Der Hohe Rat für Justiz hat einer Klage eines Mannes stattgegeben, der sich in einem Gerichtsverfahren benachteiligt fühlte, nach dem er entdeckte, dass der für seinen Fall zuständige Richter und der Rechtsanwalt der Gegenseite auf Facebook befreundet waren. Die Klage war vor zwei Jahren eingereicht und wurde jetzt erst durch einen Jahresbericht des Justizrates publik.

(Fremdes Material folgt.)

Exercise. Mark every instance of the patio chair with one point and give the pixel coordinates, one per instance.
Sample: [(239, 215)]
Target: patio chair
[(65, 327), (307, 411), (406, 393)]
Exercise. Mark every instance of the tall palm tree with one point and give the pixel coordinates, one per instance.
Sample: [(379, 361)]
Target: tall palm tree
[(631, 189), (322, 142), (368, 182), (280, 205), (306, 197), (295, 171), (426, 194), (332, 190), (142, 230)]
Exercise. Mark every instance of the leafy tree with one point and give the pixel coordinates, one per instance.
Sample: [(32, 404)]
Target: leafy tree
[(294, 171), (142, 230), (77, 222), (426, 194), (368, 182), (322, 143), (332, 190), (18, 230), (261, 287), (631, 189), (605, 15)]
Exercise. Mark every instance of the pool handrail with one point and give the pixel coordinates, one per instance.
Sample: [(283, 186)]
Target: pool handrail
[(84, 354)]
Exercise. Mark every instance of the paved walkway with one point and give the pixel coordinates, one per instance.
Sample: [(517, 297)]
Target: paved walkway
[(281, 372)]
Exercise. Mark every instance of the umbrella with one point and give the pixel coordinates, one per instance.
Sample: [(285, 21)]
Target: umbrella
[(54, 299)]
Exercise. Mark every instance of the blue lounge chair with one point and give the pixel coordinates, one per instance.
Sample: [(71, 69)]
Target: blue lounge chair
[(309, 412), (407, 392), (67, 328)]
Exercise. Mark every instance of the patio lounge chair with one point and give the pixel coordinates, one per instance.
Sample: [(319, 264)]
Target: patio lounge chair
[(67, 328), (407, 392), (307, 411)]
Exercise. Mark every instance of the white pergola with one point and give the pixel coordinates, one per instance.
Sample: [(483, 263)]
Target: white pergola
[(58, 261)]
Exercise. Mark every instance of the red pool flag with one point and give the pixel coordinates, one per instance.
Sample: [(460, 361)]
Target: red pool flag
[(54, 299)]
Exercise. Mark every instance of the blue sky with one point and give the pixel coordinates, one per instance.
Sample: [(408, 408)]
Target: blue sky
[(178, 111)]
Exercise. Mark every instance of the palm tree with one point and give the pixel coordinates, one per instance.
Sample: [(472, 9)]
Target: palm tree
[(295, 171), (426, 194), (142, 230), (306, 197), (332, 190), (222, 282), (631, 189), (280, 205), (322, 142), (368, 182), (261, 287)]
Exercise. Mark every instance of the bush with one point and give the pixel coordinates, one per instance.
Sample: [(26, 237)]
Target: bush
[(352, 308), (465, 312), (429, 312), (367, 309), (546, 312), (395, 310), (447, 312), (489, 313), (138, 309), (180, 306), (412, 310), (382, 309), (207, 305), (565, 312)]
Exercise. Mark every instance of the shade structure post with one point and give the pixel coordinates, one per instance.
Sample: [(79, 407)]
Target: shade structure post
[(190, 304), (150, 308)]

Der Kläger hatte vor zwei Jahren ein Verfahren um die Zahlung von Alimenten verloren. Kurze Zeit nach dem Prozess stellte er aber fest, dass der urteilende Richter in diesem Verfahren via Facebook mit dem Anwalt der Gegenseite befreundet war.

Daraufhin reichte der Mann Beschwerde wegen Befangenheit in diesem Fall ein. Der Hohe Rat für Justiz gab dem Kläger jetzt Recht, denn es hier sei die Rede von einer „unzweifelhaften Intimität“ vor.

In seiner Begründung gab der Hohe Rat für Justiz an, dass „jede Partei sicher sein muss, dass der Richter nicht voreingenommen ist.“ Nicht zuletzt erinnert der Rat die Staatsanwaltschaften und die Anwaltskammern in Belgien daran, besonders vorsichtig mit der Nutzung von sozialen Netzwerken zu sein.